REVIEW: KALMAH – “Palo”
Blackened thrash, melodic death/power, folk. Kalmah has been labeled as all that throughout the years, conquering followers and die-hard fans along the way. Whatever their metal weapon may be – death, folk, fish, swamp metal (yes, they call themselves swamp metal) or anything of the sort -, the Finnish quintet rise from the swamps once again to continue their (almost) immaculate legacy and teach the secrets of the fishermen to the masses, kicking some butts while they’re at it.
‘Palo’ is the eight full-album in Kalmah’s history and, as always, is led by the Kokko brothers Antti (guitars) and Pekka (guitars, vocals). With the strength of a thousand lakes and the help of loyal friends in Timo Lehtinen (bass), Janne Kusmin (drums) and their newest member Veli-Matti Kananen (keyboards), they deliver once again a vicious slab of Children of Bodom-esque riffs and Korpiklaani-like energy.
With great hooks and well-constructed leads, the Kokko brothers show inspiration from the start with “Blood Ran Cold”, a cool, yet simplistic, opener. The songwriting feels lucid and the performances run hot, all while paving the way to the better parts of the album. “The Evil Kin” follows a heavier path, which could be traced to the likes of Amon Amarth in the attitude and Pekka’s vocal lines.
The symphonic keyboards and the powerful kitchen provide great background support throughout the album, even when the production and mixing sound a little over-encumbering and crowd the instruments, which doesn’t happen often, but can clearly be spotted in “The World of Rage”, for instance. It’s fast-paced approach and strident guitars end up being too much to bear, but the final result is still satisfactory.
The evilness and that blackened style I mentioned earlier are back in Kalmah’s modus operandi since ‘Seventh Swamphony’, but are definitely more prominent in ‘Palo’. The visceral drumming technique seen in “Into the Black Marsh” is commonly heard in black metal albums, and the song’s entire aesthetic takes you back to the ‘Swampsong’/’They Will Return’ era. For purists like me this is a delicious banquet, as the band makes a statement that they’ve never lost their roots.

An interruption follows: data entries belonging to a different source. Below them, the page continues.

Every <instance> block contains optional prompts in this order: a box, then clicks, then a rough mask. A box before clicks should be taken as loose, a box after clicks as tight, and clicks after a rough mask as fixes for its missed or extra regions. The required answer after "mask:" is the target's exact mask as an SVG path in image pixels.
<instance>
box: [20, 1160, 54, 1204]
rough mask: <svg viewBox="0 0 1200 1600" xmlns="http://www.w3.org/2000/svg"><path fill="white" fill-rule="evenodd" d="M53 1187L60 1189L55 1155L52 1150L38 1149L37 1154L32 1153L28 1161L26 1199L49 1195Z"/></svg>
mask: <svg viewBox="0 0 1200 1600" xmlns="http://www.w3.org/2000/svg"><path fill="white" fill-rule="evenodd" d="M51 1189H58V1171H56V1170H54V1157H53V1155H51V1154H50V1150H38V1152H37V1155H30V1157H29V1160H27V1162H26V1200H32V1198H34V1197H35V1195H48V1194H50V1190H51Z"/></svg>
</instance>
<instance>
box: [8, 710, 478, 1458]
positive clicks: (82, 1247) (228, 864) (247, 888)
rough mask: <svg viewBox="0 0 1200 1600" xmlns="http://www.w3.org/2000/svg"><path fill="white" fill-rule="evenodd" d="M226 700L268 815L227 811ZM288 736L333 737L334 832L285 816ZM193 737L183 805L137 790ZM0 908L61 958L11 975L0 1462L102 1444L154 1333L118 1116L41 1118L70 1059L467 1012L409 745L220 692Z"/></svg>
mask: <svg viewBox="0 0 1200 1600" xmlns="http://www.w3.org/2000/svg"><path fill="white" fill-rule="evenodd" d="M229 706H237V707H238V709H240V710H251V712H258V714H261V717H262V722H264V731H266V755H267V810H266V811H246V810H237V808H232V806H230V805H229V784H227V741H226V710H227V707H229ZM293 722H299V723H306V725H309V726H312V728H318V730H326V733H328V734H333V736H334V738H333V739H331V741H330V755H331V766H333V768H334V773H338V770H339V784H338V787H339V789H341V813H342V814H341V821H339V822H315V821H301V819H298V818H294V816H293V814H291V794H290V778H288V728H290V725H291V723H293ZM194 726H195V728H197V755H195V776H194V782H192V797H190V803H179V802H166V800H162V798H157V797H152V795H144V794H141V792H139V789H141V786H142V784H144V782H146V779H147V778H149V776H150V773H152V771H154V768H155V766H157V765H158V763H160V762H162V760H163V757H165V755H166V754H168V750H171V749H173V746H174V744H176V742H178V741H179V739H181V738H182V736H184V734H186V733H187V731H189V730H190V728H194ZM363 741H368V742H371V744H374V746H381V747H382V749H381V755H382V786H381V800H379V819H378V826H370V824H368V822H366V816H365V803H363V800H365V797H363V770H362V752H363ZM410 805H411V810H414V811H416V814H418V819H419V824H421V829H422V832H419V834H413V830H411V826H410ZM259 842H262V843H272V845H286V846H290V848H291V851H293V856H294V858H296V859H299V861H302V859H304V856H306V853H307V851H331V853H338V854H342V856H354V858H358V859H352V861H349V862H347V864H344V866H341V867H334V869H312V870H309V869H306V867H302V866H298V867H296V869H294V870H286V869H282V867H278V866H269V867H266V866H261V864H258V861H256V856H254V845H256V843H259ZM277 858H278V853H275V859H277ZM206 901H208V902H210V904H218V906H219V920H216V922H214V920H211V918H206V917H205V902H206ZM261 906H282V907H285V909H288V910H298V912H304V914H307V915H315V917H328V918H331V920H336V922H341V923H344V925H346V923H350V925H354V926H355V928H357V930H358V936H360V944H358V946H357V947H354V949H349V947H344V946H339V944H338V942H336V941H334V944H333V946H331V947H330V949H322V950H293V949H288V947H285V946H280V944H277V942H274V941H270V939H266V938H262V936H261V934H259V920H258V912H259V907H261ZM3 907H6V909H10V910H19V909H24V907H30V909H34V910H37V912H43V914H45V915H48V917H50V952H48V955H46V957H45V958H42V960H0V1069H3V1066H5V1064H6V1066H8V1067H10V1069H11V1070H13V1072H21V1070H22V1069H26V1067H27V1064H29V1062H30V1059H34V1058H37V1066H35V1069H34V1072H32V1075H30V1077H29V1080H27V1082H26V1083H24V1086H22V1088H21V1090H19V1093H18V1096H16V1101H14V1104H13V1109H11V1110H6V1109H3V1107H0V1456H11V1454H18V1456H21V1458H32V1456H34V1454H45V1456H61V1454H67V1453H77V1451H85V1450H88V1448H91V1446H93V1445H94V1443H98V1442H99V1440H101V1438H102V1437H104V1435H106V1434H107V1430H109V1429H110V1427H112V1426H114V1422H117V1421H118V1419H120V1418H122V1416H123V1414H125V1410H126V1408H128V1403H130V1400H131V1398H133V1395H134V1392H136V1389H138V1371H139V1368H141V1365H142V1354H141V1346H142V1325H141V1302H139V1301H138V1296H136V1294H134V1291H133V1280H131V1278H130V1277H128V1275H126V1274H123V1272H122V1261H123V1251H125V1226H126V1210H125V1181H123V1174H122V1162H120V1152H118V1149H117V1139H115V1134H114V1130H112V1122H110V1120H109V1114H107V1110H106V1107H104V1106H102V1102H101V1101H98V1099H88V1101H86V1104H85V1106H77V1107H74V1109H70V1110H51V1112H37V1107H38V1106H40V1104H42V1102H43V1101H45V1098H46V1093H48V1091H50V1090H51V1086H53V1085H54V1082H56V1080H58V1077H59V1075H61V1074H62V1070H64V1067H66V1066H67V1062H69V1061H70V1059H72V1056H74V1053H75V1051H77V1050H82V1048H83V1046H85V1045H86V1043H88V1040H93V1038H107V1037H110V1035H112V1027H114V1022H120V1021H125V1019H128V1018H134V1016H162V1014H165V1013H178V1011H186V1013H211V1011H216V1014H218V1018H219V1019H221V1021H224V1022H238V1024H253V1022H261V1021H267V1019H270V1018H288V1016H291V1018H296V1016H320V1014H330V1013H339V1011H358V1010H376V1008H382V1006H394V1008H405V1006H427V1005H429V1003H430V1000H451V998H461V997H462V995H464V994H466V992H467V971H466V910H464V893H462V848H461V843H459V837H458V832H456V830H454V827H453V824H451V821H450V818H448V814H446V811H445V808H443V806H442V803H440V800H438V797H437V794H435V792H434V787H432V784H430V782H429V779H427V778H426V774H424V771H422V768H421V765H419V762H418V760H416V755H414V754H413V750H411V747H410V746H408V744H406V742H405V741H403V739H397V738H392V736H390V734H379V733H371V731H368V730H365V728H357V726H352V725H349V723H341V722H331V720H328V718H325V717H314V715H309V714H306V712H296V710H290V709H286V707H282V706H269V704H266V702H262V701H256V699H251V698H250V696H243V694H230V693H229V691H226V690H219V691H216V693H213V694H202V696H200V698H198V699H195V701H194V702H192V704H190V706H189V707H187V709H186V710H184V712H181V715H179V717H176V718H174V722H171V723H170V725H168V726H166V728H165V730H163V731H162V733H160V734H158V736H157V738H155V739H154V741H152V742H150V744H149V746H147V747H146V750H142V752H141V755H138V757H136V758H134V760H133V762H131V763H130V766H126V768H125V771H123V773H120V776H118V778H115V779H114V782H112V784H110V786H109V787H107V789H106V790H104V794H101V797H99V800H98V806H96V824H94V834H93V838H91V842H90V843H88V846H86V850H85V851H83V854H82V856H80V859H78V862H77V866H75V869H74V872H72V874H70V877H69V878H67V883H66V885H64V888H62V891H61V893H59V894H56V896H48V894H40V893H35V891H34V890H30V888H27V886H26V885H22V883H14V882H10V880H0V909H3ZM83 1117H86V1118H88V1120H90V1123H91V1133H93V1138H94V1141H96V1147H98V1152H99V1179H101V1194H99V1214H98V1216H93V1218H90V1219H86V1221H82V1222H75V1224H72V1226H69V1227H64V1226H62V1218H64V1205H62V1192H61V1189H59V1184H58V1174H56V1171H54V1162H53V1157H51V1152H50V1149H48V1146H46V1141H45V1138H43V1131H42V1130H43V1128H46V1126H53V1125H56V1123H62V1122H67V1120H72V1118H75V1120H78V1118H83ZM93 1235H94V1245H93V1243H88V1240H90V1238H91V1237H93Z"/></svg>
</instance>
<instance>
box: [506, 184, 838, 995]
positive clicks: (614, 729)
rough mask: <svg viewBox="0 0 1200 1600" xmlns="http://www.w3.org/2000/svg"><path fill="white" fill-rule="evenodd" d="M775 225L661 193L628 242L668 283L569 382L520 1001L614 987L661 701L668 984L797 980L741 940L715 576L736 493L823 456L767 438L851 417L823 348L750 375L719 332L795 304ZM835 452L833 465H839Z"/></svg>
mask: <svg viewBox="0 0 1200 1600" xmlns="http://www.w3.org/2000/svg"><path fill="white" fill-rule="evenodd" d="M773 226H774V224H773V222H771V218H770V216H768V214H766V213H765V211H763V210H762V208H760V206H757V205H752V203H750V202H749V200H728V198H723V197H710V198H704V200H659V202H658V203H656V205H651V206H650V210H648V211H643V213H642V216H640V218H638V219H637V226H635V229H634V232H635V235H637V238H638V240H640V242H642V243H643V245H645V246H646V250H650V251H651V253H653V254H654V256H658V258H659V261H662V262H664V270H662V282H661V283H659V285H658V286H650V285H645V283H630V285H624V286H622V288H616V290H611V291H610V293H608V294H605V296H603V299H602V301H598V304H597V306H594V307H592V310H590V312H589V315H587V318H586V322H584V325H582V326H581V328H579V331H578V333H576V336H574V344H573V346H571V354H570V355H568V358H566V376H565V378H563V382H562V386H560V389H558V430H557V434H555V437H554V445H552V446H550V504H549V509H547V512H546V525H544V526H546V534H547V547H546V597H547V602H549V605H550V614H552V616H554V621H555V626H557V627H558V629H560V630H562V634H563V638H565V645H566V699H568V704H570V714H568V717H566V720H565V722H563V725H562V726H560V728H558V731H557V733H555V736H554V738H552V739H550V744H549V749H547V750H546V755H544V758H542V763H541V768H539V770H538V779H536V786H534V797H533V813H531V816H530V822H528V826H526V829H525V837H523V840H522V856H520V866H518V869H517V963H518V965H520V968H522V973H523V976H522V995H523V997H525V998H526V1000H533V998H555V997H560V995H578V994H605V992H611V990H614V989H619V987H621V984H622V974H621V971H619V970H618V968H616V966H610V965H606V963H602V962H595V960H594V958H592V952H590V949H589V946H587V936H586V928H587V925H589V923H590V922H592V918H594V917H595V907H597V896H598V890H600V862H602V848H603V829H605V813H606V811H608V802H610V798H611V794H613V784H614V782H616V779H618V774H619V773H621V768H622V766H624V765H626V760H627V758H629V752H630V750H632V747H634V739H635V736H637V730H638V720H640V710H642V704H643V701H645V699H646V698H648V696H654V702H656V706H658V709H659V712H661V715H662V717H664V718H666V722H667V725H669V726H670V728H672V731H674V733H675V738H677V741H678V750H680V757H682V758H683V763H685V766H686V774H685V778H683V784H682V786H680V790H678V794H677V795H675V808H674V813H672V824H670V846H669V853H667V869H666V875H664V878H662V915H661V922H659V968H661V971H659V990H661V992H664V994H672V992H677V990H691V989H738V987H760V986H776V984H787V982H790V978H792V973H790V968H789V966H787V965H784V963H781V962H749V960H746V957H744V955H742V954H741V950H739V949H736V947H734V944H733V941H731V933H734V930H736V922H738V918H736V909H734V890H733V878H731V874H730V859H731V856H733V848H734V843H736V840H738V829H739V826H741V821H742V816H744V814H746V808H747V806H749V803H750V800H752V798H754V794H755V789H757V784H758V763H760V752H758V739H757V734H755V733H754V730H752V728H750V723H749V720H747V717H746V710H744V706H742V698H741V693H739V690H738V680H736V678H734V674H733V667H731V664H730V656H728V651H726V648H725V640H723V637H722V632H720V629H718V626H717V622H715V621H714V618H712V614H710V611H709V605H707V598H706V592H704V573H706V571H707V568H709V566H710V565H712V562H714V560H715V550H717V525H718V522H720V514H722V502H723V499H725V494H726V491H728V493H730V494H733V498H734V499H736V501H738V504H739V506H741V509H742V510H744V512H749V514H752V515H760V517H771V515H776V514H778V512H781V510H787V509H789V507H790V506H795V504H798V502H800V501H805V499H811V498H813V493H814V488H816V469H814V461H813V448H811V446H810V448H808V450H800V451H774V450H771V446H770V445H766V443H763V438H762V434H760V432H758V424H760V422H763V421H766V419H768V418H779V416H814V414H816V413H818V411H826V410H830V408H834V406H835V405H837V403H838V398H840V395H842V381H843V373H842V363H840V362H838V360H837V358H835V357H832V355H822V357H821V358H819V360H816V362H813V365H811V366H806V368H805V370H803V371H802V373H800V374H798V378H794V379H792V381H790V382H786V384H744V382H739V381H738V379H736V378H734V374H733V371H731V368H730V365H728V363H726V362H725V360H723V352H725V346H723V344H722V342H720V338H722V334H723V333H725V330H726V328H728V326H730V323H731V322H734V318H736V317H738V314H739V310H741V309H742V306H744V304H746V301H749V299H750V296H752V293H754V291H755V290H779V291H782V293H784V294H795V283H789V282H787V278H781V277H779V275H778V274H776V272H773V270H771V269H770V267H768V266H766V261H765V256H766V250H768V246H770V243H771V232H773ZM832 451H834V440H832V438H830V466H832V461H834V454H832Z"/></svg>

Because even badass swamp lords have a soft spot, “Take Me Away” comes to provide a safe harbor to the frenetic experience so far. While not slow in any way, it works as a semi-ballad and should be welcomed by the more melodic-driven ears.
The album picks its pace once again in the second-half with the destructive “Paystreak”, a guitar-enthusiast’s wet dream. The Finnish are on the peak of their steroid use here, bombing and striking everything in their way. “Waiting in the Wings” and “Through the Shallow Waters” make use of the melodic death vein of the band, in the way that the instrumental here is more technical and better crafted than in the previous half; the riffs even sound similar here, actually.
“Erase and Diverge” and “The Stalker” close the album in a worthy manner, by following the same footsteps of the heavier and darker songs of the record. Both are yet another statement that Kalmah has yet to abandon traditional and crafty riffing, thrashier moments and more extreme sounds pertinent to death and black, which is a great thing if you ask me.
‘Palo’ continues where ‘Seventh Swamphony’ left off with plenty of energy and kickass moments; the fact that the visceral elements seem to be back for good are yet another thing to praise, as it’s where Kalmah strives. By sounding so much like everyone and no one at the same time, the band is far past consolidating their unique identity, and so is free to play with their songwriting as they please, making the experience of listening to the record a fun one. It’s not, of course, their best moment (I give that prize to their first two albums), but is most definitely an album worthy of attention. Cheers to the fishermen!